We are only four days away from the end of 2011, and the 31st cannot come soon enough, as far as I am concerned. This year has been particularly trying for me and my family, what with a house (dryer) fire (and our subsequent four week displacement), hacked checking account, bed bug infestation as well as having to put down my beloved cat, Howie.
Yet 2011 has not been all that bad. Take, for instance, the fact that we all are in relatively good health. There are no major medical issues of which to speak; our house is back in very good working order; we still have our dog, Bailey, who is an adorable piece of work. Furthermore, our daughter (my step-daughter) has several terrific and loyal friends, and has the privilege of attending one of this area’s better suburban school districts (West Irondequoit).
How Lucky Some Of Us Really Are
Comparatively speaking, things could be a whole lot worse. For instance, we live only a few short miles away from City of Rochester neighborhoods that have been in tragic decline for several decades. Building after city building is in varying stages of decay. It is these communities that comprise the unconscionably high poverty levels prevalent throughout the entire city.
In essence, this entire region, specifically the city, has a lot of work to do. Every year, every week, every day is mission critical for Rochester and its many socioeconomically beleaguered communities. Nevertheless, if there is to be significant progress achieved within the Rochester City School District, the city’s overall functionality, and the city’s immediate (and not so immediate) environs, I believe these things must be evident in 2012:
Our local leaders need to get real: Monroe County Executive is often cited, including just last week by the Rochester Business Journal, as this region’s most powerful figure. Regrettably, she has not taken advantage of her immense local influence and directed more genuine attention toward the chronic plight of the RCSD. In addition, another marginally popular politico, City of Rochester Mayor Tom Richards, appears more concerned with, well, playing politics (case in point: the MCC downtown campus tug of war) than seeking bona fide community solutions.

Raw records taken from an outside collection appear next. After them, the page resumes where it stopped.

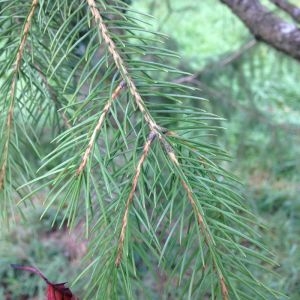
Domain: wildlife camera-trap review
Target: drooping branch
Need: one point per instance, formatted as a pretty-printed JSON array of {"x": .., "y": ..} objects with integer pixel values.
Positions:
[
  {"x": 13, "y": 88},
  {"x": 97, "y": 128},
  {"x": 120, "y": 64},
  {"x": 200, "y": 218},
  {"x": 266, "y": 26},
  {"x": 150, "y": 139},
  {"x": 289, "y": 8}
]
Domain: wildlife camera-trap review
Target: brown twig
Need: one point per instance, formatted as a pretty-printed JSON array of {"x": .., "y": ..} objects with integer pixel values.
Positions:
[
  {"x": 17, "y": 66},
  {"x": 121, "y": 65},
  {"x": 146, "y": 149},
  {"x": 289, "y": 8},
  {"x": 105, "y": 110}
]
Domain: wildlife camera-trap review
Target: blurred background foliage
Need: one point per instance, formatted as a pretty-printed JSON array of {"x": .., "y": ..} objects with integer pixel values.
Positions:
[{"x": 256, "y": 90}]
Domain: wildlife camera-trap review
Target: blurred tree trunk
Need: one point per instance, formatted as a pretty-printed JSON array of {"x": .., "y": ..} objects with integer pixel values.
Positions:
[{"x": 267, "y": 26}]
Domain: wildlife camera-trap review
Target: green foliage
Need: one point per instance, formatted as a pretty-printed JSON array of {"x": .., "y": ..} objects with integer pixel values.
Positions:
[
  {"x": 121, "y": 149},
  {"x": 256, "y": 89}
]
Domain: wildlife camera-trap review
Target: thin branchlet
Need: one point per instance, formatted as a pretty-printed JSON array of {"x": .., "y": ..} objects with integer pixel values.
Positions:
[
  {"x": 155, "y": 131},
  {"x": 121, "y": 65},
  {"x": 146, "y": 149},
  {"x": 13, "y": 87},
  {"x": 200, "y": 219},
  {"x": 53, "y": 96},
  {"x": 97, "y": 128}
]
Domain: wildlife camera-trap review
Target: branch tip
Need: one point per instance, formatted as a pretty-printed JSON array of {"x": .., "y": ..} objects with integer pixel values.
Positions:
[
  {"x": 97, "y": 128},
  {"x": 151, "y": 137}
]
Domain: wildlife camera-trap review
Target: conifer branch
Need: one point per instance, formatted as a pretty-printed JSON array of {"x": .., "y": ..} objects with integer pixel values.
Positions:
[
  {"x": 13, "y": 87},
  {"x": 119, "y": 62},
  {"x": 105, "y": 110},
  {"x": 200, "y": 219},
  {"x": 152, "y": 135},
  {"x": 53, "y": 96}
]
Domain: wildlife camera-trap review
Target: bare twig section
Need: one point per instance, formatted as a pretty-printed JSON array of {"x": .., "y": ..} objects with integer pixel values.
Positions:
[
  {"x": 146, "y": 149},
  {"x": 289, "y": 8},
  {"x": 121, "y": 65},
  {"x": 100, "y": 122},
  {"x": 10, "y": 113}
]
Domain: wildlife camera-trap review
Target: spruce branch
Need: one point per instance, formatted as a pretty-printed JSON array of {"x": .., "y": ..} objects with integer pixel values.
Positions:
[
  {"x": 13, "y": 87},
  {"x": 121, "y": 65},
  {"x": 97, "y": 128},
  {"x": 53, "y": 95},
  {"x": 200, "y": 218},
  {"x": 152, "y": 135}
]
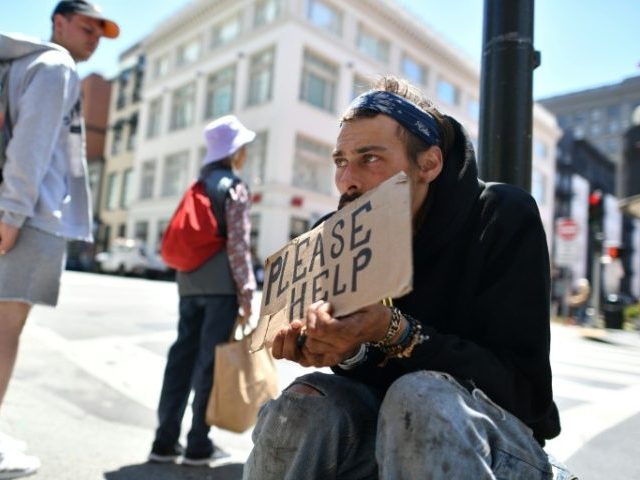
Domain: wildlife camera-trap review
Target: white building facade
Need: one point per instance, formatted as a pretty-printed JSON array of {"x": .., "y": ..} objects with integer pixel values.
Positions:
[{"x": 287, "y": 69}]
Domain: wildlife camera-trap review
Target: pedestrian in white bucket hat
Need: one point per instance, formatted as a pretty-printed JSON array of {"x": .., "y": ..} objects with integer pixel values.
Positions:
[{"x": 225, "y": 136}]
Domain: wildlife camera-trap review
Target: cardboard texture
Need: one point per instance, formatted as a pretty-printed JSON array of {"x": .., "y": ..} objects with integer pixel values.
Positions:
[{"x": 357, "y": 257}]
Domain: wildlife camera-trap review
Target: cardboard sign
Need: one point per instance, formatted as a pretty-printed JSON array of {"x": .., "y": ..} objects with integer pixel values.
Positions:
[{"x": 356, "y": 258}]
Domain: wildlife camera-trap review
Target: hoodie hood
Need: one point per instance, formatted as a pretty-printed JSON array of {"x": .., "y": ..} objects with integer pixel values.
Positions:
[
  {"x": 450, "y": 199},
  {"x": 15, "y": 45}
]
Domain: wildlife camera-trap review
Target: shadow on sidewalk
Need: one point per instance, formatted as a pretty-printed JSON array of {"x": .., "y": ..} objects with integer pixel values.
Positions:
[{"x": 157, "y": 471}]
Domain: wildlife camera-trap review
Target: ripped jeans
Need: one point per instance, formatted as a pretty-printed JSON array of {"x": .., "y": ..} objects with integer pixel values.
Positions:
[{"x": 426, "y": 426}]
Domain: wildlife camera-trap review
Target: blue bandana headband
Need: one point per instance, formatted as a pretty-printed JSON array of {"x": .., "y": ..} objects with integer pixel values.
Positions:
[{"x": 422, "y": 124}]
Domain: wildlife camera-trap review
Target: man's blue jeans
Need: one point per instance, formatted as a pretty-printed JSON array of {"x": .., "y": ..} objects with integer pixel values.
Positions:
[
  {"x": 205, "y": 321},
  {"x": 426, "y": 426}
]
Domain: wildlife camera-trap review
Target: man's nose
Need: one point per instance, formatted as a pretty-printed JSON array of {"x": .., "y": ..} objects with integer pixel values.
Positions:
[{"x": 349, "y": 180}]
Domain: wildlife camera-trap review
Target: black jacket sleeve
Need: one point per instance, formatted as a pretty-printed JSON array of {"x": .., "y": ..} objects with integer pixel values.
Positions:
[{"x": 493, "y": 329}]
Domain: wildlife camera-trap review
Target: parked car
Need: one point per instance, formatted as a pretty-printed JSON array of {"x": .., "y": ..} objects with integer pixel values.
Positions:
[{"x": 128, "y": 256}]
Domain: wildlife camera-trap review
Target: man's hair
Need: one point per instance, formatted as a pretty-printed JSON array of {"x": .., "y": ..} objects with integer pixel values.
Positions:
[{"x": 413, "y": 144}]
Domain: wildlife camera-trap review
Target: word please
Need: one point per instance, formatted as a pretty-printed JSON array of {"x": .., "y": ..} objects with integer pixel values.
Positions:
[{"x": 316, "y": 268}]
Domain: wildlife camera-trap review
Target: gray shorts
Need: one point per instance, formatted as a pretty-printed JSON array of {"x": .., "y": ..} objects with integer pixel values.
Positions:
[{"x": 30, "y": 272}]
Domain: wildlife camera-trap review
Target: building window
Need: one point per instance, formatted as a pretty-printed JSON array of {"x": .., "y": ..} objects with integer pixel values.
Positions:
[
  {"x": 154, "y": 118},
  {"x": 174, "y": 175},
  {"x": 133, "y": 132},
  {"x": 447, "y": 92},
  {"x": 160, "y": 66},
  {"x": 220, "y": 92},
  {"x": 612, "y": 146},
  {"x": 116, "y": 141},
  {"x": 226, "y": 31},
  {"x": 613, "y": 118},
  {"x": 325, "y": 16},
  {"x": 297, "y": 226},
  {"x": 125, "y": 190},
  {"x": 312, "y": 168},
  {"x": 538, "y": 186},
  {"x": 266, "y": 12},
  {"x": 473, "y": 109},
  {"x": 260, "y": 77},
  {"x": 112, "y": 191},
  {"x": 122, "y": 90},
  {"x": 182, "y": 105},
  {"x": 161, "y": 227},
  {"x": 254, "y": 236},
  {"x": 188, "y": 52},
  {"x": 141, "y": 231},
  {"x": 147, "y": 179},
  {"x": 372, "y": 45},
  {"x": 254, "y": 167},
  {"x": 539, "y": 149},
  {"x": 319, "y": 82},
  {"x": 360, "y": 85},
  {"x": 413, "y": 71},
  {"x": 138, "y": 78}
]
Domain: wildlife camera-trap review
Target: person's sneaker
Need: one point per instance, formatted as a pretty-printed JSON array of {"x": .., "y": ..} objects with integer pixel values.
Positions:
[
  {"x": 10, "y": 443},
  {"x": 15, "y": 464},
  {"x": 162, "y": 454},
  {"x": 217, "y": 457}
]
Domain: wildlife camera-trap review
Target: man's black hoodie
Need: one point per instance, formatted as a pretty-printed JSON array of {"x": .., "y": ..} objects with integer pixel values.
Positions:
[{"x": 481, "y": 292}]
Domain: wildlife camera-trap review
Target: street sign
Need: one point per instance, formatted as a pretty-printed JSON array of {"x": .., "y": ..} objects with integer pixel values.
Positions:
[
  {"x": 567, "y": 252},
  {"x": 567, "y": 229}
]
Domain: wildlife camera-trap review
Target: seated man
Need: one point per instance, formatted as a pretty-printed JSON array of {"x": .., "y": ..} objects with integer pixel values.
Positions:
[{"x": 453, "y": 380}]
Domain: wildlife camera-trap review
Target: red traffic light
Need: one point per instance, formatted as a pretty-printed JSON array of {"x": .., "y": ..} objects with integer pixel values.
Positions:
[{"x": 595, "y": 198}]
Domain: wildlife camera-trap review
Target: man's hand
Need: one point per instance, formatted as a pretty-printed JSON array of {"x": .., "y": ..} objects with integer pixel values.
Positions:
[
  {"x": 8, "y": 237},
  {"x": 245, "y": 312},
  {"x": 330, "y": 340}
]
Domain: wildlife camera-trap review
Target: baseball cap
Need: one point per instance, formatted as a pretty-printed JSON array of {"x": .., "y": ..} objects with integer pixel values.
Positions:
[
  {"x": 224, "y": 136},
  {"x": 88, "y": 9}
]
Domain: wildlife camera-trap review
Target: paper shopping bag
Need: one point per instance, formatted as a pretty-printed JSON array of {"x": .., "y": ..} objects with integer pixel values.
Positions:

Talk is cheap, and our local political and business leaders are racking up big personal savings. The problem is, though, that their collective sound bites are essentially meaningless. The ROCREAD initiative, for example, is a novel (no pun intended) idea but it has no teeth. Encouraging RCSD students to read during the long holiday breaks by offering tickets to a semi-pro basketball game is not my idea of really attacking the issues. This is the best that we can do?
The search for the next RCSD Superintendent remains a fairly open process: So far, so okay. There have been several public forums conducted by the RCSD Board of Education that provided a means by which community members of all stripes could step up to the microphone, literally, to voice their opinions and concerns regarding, among other things, the superintendent search process. That the board even sought out the assistance of a private search firm is still bothersome to me.
The survey generated by the search firm, Ray and Associates with help from the RCSD expanded search committee, is awfully generic in nature and still gives me the impression that this may very well wind up being just another dog and pony show. However, I will attempt to remain cautiously optimistic that this progression continues to resemble that of a public forum and not a “Three Men in a Room” kind of thing.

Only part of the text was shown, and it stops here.